Com os textos de outros, em diálogo \”ucrónico\” com eles, o que Pinho Vargas delineia é uma possibilidade de reinscrição do sujeito como matéria da própria música. É um trilho pessoal e no entanto próximo do de outros, em reconsideração dos paradigmas de inscrição do sujeito que são Schubert e Schumann – e essa é uma questão que também particularmente me importa.
Há quem entenda que categorias como \”sublime\” e \”belo\” estão irremediavelmente caducas pela experiência da arte moderna – José Gil afirmava-o recentemente. Pergunto-me todavia, e cada vez mais, se depois de Duchamp não teremos ainda de reconsiderar Kant – alargando uma discussão que tem estado sobretudo presente nas artes plásticas, designadamente com o Kant after Duchamp de Thierry Duve – e também de tentar uma inscrição e uma experiência que resistam para além da sucessão de transitoriedades e dos horizontes acumulados de negatividade da \”obra-em-si\”.

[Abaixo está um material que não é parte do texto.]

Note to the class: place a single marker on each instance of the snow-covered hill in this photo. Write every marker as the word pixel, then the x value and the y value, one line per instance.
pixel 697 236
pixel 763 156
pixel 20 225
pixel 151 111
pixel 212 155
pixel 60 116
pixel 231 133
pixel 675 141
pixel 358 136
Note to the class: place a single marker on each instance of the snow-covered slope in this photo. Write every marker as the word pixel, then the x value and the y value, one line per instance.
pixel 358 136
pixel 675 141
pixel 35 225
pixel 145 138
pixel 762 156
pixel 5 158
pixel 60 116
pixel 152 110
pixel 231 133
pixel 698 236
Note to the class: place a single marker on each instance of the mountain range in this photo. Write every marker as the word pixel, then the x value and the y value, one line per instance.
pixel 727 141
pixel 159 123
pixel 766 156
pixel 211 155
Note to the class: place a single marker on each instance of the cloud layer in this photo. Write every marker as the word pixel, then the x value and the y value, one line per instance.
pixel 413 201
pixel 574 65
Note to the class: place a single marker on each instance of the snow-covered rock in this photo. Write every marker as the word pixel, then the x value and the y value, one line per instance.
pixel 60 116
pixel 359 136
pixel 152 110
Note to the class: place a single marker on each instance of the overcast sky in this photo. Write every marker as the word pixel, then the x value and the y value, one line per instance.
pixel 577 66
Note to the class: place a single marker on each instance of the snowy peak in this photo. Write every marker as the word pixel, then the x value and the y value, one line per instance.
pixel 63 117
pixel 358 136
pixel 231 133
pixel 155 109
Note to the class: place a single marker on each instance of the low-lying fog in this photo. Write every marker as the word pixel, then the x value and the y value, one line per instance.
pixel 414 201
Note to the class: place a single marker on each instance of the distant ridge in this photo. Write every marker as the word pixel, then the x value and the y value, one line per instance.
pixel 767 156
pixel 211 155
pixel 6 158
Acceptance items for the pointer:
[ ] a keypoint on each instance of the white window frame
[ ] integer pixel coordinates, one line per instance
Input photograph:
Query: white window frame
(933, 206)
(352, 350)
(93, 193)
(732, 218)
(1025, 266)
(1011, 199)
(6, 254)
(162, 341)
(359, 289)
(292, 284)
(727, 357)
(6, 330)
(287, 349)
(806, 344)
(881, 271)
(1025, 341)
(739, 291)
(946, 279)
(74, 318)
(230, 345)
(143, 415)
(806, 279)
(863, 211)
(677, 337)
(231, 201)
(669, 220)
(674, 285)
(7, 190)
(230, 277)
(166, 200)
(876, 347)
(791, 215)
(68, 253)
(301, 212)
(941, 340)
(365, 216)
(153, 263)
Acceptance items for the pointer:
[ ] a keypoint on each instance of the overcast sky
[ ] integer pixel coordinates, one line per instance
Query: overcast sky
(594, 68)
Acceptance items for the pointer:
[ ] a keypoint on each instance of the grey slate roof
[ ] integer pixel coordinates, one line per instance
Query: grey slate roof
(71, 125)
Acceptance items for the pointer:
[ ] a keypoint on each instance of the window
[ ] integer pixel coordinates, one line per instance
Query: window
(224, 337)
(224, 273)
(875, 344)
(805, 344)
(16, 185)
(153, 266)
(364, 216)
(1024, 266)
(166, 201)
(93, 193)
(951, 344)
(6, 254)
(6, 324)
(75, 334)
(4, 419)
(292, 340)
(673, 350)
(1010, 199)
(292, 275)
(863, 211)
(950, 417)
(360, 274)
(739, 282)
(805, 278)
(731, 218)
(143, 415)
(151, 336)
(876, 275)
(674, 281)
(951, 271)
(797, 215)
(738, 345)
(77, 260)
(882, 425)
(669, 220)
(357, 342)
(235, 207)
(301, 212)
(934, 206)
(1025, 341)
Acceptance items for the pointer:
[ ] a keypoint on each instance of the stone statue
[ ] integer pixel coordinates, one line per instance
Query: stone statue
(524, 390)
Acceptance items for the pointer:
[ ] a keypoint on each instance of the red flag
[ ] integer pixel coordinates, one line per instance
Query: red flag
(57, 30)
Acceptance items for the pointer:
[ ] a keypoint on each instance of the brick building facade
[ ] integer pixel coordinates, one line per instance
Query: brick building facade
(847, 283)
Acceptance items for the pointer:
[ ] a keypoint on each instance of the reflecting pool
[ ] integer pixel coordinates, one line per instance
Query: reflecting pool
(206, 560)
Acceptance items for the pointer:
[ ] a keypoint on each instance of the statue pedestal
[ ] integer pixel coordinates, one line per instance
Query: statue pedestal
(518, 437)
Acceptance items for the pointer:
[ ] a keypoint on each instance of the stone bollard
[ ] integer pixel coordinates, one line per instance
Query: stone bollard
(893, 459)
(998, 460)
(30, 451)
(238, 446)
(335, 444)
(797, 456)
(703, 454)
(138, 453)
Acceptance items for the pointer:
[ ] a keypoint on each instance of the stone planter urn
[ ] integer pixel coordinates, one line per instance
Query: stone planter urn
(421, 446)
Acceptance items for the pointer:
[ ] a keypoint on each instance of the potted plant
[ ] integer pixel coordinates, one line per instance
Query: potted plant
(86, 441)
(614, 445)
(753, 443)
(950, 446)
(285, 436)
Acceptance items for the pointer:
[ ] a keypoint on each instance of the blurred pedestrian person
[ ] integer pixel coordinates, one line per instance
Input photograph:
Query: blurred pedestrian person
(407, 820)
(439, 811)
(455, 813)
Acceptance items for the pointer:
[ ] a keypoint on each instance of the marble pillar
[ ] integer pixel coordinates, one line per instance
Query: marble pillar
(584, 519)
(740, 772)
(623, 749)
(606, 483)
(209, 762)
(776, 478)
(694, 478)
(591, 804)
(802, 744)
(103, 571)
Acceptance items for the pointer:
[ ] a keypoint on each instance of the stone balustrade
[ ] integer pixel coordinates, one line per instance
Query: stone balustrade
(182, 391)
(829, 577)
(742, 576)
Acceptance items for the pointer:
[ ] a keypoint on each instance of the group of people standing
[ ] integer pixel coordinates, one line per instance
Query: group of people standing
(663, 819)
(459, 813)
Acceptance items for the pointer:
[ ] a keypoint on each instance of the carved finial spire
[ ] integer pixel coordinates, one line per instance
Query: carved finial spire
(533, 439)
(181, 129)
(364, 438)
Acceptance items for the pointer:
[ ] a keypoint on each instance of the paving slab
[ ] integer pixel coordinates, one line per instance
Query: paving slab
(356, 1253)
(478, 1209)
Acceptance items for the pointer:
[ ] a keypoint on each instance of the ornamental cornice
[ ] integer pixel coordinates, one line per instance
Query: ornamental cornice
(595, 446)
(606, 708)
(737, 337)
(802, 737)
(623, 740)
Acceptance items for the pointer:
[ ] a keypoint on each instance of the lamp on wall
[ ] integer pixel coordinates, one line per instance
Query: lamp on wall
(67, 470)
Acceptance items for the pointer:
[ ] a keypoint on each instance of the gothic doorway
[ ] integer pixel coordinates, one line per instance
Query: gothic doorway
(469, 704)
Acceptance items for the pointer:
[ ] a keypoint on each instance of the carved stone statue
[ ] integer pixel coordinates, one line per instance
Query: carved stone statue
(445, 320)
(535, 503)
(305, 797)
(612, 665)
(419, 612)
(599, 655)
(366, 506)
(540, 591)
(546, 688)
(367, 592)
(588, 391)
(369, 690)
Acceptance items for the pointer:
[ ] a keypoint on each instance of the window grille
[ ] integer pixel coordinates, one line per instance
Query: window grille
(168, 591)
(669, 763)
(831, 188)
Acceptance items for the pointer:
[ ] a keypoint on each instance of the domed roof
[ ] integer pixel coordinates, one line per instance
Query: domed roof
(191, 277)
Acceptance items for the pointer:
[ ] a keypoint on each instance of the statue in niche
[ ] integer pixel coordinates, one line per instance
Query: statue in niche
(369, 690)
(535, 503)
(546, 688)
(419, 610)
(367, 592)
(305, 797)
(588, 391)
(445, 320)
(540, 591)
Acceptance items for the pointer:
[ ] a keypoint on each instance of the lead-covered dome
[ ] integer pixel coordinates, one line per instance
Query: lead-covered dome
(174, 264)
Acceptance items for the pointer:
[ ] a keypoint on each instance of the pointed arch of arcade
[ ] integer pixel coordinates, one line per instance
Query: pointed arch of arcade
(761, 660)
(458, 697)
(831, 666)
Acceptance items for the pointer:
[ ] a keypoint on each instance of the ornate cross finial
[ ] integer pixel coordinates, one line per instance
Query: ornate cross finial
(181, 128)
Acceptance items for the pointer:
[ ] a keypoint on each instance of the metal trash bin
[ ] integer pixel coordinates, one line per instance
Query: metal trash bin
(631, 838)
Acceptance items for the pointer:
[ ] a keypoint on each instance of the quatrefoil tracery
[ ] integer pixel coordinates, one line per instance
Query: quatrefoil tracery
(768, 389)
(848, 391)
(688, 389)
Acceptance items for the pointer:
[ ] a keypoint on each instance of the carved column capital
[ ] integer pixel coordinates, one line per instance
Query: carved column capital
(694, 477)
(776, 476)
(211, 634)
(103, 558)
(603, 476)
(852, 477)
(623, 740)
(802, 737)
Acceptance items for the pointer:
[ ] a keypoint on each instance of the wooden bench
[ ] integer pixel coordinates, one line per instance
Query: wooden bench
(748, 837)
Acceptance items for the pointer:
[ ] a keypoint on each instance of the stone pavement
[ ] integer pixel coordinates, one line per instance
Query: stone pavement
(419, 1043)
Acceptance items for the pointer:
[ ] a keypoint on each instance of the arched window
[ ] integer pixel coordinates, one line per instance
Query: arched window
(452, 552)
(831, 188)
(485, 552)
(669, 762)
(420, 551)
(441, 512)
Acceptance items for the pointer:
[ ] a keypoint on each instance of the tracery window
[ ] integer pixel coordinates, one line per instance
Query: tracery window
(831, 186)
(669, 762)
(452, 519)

São questões que também moldam a minha experiência pessoal de conhecimento de Six Portraits of Pain, certamente a obra mais ambiciosa e eloquente do autor após Os Dias Levantados e Acting Out – arriscaria aliás que aqui se desenha um novo modo de \”acting\”, introspectivo, não sem paralelos e também elucidativas dissemelhanças com o de Acting Out.
A obra não é apenas um diálogo entre o violoncelo e o conjunto mas tem também diversas \”dramatis personae\” que se destacam, sendo de realce o \”concertino\” que se forma entre o violoncelo e dois violinos.
A sonoridade grave e nobre do violoncelo, como também o uso do instrumento em toda a sua extensão, são particularmente vibrantes no \”macro-retrato\”, o percurso em que o sujeito se delineia afinal – e muito pessoalmente não deixo de evocar que uma das obras maiores do Schumann final é o Concerto de Violoncelo com a sua tão distintiva estrutura rapsódica
Convirá não esquecer que Pinho Vargas tem ainda assim um estatuto reconhecido, e a presença de um grande violoncelista como Anssi Karttunen demonstrou, para das conhecidas peripécias da Casa, um interesse em garantir as melhores condições a esta estreia – e essa presença foi também motor da exaltante execução por parte do Remix Ensemble dirigido por Frank Ollu, com destaque, que foram mesmo primorosos, para os violinistas Angel Gimeno e Xuan Du.
À mesma hora em que esta peça para a abertura da Casa da Música era estreada ocorria a inauguração oficial. O poder político e cultural abriu a Casa na ignorância da Música, e com esse estiveram os focos do interesse mediático – outro episódio da \”melancolia do artista\”.